X_full_train = real_estate_full.drop(columns=["house_price_of_unit_area"])
y_full_train = real_estate_full["house_price_of_unit_area"]

# Multiple Linear Regression with new features on full training set
model_full = LinearRegression()
model_full.fit(X_full_train, y_full_train)
rmse_full = rmse(y_test, model_full.predict(X_test))
rmse_full_train = rmse(y_full_train, model_full.predict(X_full_train))

# Random Forest with full training set
rf_pipeline_full = Pipeline([
    ('scaler', StandardScaler()),
    ('rf', RandomForestRegressor(
        n_estimators=best_params_rf['rf__n_estimators'],
        max_features=best_params_rf['rf__max_features'],
        max_depth=best_params_rf['rf__max_depth'],
        random_state=prng
    ))
])
rf_pipeline_full.fit(X_full_train, y_full_train)
rmse_rf_full_train = rmse(y_full_train, rf_pipeline_full.predict(X_full_train))
rmse_rf_full_test = rmse(y_test, rf_pipeline_full.predict(X_test))

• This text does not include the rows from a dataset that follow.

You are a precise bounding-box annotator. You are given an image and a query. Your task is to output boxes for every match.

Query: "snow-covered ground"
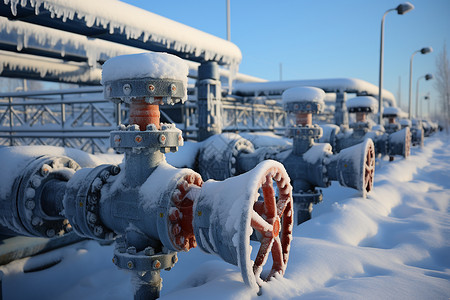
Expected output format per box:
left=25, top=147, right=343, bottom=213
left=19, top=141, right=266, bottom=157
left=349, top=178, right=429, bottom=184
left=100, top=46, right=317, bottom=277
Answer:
left=1, top=133, right=449, bottom=300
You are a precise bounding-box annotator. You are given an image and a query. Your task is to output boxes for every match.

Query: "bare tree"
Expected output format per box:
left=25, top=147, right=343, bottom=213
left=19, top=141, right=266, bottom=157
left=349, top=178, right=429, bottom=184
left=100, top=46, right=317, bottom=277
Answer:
left=434, top=43, right=450, bottom=133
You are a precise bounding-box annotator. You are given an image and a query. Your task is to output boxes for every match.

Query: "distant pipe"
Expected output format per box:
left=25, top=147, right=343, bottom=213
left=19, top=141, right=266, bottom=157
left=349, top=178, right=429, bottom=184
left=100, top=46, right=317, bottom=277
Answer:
left=226, top=0, right=231, bottom=41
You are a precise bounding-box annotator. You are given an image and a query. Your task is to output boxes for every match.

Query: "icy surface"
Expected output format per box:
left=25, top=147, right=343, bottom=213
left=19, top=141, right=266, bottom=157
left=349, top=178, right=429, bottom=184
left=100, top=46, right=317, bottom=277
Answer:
left=239, top=132, right=292, bottom=148
left=0, top=146, right=121, bottom=200
left=282, top=86, right=325, bottom=106
left=400, top=119, right=412, bottom=127
left=303, top=143, right=332, bottom=164
left=1, top=134, right=449, bottom=299
left=318, top=124, right=340, bottom=143
left=140, top=161, right=195, bottom=212
left=347, top=96, right=378, bottom=111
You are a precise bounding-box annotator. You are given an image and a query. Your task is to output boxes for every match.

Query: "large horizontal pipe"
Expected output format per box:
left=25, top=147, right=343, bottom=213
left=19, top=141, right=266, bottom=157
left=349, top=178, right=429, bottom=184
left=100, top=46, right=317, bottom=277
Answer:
left=234, top=78, right=397, bottom=107
left=0, top=0, right=242, bottom=66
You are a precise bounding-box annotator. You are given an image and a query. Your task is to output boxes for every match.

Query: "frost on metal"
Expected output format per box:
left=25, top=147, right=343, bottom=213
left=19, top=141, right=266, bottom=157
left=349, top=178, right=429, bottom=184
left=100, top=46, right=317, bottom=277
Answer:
left=383, top=106, right=404, bottom=116
left=4, top=0, right=242, bottom=65
left=282, top=86, right=326, bottom=106
left=234, top=78, right=397, bottom=107
left=303, top=143, right=333, bottom=164
left=347, top=96, right=379, bottom=111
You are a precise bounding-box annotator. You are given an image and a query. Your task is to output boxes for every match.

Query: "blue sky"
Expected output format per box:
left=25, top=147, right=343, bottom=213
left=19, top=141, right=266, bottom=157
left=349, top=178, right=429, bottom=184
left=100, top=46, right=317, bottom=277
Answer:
left=122, top=0, right=449, bottom=115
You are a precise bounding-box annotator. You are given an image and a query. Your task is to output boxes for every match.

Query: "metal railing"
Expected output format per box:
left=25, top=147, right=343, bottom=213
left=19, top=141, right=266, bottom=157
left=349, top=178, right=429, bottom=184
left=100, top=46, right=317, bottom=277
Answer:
left=1, top=87, right=287, bottom=153
left=0, top=87, right=121, bottom=153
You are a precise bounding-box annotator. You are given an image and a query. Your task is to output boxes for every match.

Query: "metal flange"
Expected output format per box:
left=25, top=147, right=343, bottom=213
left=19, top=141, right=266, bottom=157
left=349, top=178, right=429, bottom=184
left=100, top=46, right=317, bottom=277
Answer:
left=286, top=125, right=323, bottom=140
left=292, top=189, right=323, bottom=205
left=284, top=101, right=323, bottom=114
left=349, top=122, right=371, bottom=131
left=14, top=155, right=80, bottom=238
left=103, top=77, right=185, bottom=104
left=64, top=164, right=120, bottom=241
left=113, top=247, right=178, bottom=272
left=385, top=123, right=401, bottom=134
left=348, top=106, right=374, bottom=113
left=110, top=124, right=183, bottom=152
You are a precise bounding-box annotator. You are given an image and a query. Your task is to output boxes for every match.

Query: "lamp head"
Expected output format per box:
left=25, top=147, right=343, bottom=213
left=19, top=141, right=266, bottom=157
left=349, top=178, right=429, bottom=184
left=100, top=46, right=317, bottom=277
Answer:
left=396, top=2, right=414, bottom=15
left=425, top=74, right=434, bottom=81
left=420, top=47, right=433, bottom=54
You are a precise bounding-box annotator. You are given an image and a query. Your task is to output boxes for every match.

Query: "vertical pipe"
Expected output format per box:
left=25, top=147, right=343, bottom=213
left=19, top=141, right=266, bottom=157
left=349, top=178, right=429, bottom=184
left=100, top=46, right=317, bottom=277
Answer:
left=61, top=94, right=66, bottom=147
left=378, top=12, right=387, bottom=125
left=226, top=0, right=231, bottom=41
left=8, top=97, right=13, bottom=146
left=279, top=63, right=283, bottom=81
left=408, top=51, right=418, bottom=119
left=415, top=77, right=420, bottom=119
left=129, top=99, right=160, bottom=130
left=116, top=102, right=121, bottom=126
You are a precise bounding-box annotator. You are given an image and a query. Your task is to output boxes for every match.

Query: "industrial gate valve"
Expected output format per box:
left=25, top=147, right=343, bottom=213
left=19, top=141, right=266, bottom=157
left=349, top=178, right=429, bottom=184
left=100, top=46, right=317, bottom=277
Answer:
left=382, top=107, right=411, bottom=161
left=197, top=87, right=375, bottom=225
left=322, top=96, right=411, bottom=161
left=276, top=87, right=375, bottom=224
left=0, top=53, right=295, bottom=299
left=329, top=96, right=380, bottom=151
left=409, top=119, right=425, bottom=146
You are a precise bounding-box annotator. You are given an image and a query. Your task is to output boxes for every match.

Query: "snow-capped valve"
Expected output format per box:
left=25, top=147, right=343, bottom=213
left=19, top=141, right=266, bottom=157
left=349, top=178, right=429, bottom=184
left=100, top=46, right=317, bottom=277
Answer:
left=0, top=147, right=80, bottom=237
left=196, top=88, right=376, bottom=225
left=326, top=96, right=411, bottom=162
left=194, top=160, right=293, bottom=288
left=382, top=107, right=411, bottom=161
left=406, top=119, right=424, bottom=147
left=281, top=87, right=375, bottom=223
left=0, top=53, right=295, bottom=300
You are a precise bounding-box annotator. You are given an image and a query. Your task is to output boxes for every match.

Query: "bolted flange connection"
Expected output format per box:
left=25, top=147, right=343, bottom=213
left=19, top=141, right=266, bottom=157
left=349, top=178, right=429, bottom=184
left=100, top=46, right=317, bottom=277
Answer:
left=104, top=78, right=185, bottom=105
left=284, top=100, right=323, bottom=115
left=286, top=124, right=323, bottom=140
left=64, top=164, right=120, bottom=241
left=112, top=246, right=178, bottom=272
left=197, top=133, right=255, bottom=180
left=111, top=123, right=183, bottom=154
left=11, top=155, right=80, bottom=238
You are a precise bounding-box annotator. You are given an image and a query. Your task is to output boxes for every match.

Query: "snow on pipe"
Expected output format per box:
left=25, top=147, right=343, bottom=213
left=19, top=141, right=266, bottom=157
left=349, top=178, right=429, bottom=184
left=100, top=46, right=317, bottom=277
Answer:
left=329, top=97, right=411, bottom=161
left=0, top=148, right=80, bottom=238
left=196, top=87, right=376, bottom=225
left=382, top=108, right=411, bottom=160
left=0, top=17, right=265, bottom=85
left=280, top=88, right=375, bottom=196
left=0, top=52, right=294, bottom=298
left=3, top=0, right=242, bottom=66
left=233, top=78, right=397, bottom=108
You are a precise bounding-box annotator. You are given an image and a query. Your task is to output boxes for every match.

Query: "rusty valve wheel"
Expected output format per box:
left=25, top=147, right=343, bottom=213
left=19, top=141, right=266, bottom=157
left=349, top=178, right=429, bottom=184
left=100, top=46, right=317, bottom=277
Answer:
left=363, top=140, right=376, bottom=195
left=169, top=173, right=203, bottom=251
left=193, top=160, right=294, bottom=289
left=251, top=166, right=294, bottom=281
left=405, top=128, right=411, bottom=158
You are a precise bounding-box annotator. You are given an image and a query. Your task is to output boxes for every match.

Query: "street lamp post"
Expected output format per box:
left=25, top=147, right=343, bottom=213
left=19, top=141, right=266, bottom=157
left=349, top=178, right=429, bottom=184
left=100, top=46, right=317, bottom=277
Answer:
left=378, top=2, right=414, bottom=125
left=424, top=94, right=431, bottom=118
left=408, top=47, right=433, bottom=119
left=415, top=73, right=433, bottom=119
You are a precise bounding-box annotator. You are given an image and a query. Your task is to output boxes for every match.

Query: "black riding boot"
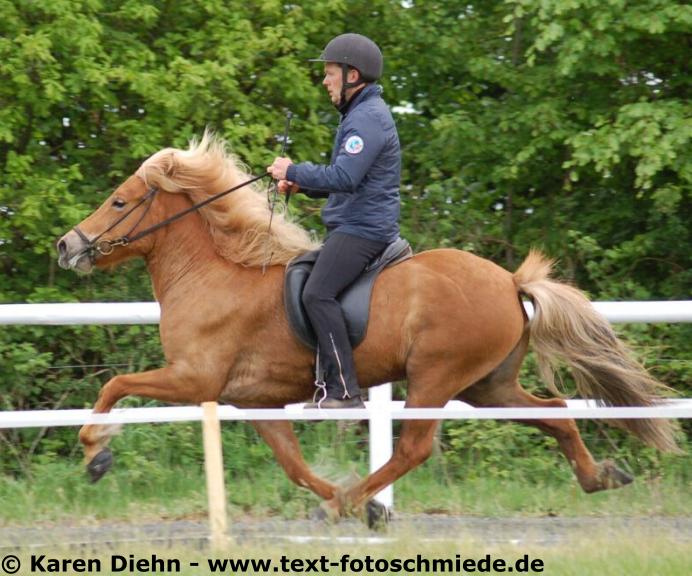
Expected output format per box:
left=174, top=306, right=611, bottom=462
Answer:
left=305, top=337, right=366, bottom=409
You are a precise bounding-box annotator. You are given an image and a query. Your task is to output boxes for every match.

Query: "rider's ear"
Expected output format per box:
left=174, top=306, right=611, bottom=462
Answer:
left=348, top=67, right=361, bottom=84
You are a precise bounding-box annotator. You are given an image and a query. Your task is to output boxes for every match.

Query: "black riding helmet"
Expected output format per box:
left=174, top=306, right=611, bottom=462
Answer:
left=309, top=33, right=383, bottom=110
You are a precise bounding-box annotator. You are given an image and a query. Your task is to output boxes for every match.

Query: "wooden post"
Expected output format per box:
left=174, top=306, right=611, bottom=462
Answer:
left=202, top=401, right=229, bottom=550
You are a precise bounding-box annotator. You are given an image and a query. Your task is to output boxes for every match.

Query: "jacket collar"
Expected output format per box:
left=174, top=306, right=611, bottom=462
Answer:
left=339, top=83, right=382, bottom=116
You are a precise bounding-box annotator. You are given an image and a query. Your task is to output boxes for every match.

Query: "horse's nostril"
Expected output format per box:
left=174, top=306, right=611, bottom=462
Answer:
left=57, top=240, right=67, bottom=255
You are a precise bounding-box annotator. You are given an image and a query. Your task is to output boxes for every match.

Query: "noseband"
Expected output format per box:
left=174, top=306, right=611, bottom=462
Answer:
left=73, top=186, right=159, bottom=262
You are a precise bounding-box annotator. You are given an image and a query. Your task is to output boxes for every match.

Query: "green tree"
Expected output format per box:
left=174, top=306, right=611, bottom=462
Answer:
left=0, top=0, right=688, bottom=480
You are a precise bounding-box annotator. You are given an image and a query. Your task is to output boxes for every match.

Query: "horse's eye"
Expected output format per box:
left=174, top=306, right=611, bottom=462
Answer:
left=112, top=199, right=126, bottom=210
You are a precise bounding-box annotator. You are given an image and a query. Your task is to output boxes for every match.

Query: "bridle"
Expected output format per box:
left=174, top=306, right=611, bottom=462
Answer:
left=72, top=186, right=158, bottom=260
left=72, top=173, right=271, bottom=263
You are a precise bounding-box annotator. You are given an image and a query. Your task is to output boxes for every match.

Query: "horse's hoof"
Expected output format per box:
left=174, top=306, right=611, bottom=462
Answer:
left=87, top=448, right=113, bottom=483
left=366, top=499, right=391, bottom=531
left=589, top=460, right=633, bottom=492
left=310, top=506, right=329, bottom=523
left=311, top=500, right=340, bottom=524
left=602, top=460, right=633, bottom=488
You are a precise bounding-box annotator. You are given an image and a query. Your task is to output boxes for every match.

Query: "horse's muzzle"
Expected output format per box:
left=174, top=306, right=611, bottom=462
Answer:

# Gradient Boosting with full training set
gb_pipeline_full = Pipeline([
    ('scaler', StandardScaler()),
    ('gb', GradientBoostingRegressor(
        n_estimators=best_params_gb['gb__n_estimators'],
        max_features=best_params_gb['gb__max_features'],
        max_depth=best_params_gb['gb__max_depth'],
        random_state=prng
    ))
])
gb_pipeline_full.fit(X_full_train, y_full_train)
rmse_gb_full_train = rmse(y_full_train, gb_pipeline_full.predict(X_full_train))
rmse_gb_full_test = rmse(y_test, gb_pipeline_full.predict(X_test))

# Updating the results DataFrame
new_results = pd.DataFrame({
    'Model': [
        'Multiple linear regression with new features (full)',
        'Random Forest (full)',
        'Gradient Boosting (full)'
    ],
    'Train': [rmse_full_train, rmse_rf_full_train, rmse_gb_full_train],
    'Test': [rmse_full, rmse_rf_full_test, rmse_gb_full_test]
})
results_df = pd.concat([results_df, new_results], ignore_index=True)
results_df

Size of the full training set: (389, 17)


Unnamed: 0,Model,Train,Test
0,Benchmark,12.283463,12.031567
1,Simple linear regression,8.381904,6.866198
2,Multiple linear regression,7.535398,6.241648
3,Multiple linear regression with new features,5.618501,7.580872
4,LASSO,6.096429,7.842076
5,Random Forest,3.366758,8.583653
6,Gradient Boosting,0.044068,6.556802
7,Multiple linear regression with new features (...,7.651385,6.940852
8,Random Forest (full),5.059651,5.908197
9,Gradient Boosting (full),1.943382,6.379522


After retraining, the Random Forest model demonstrates notable improvement with significant reduction in test RMSE (from 8.6 to 5.9). That indicates enhanced generalization when trained on the full dataset. This suggests a substantial increase in predictive accuracy and a better balance between learning from the training data and generalizing to unseen data. 

On the other hand, while the Multiple Linear Regression and Gradient Boosting models show changes in RMSE, neither achieves the same results as Random Forest. Therefore, we can consider to launch the web application using Random Forest model.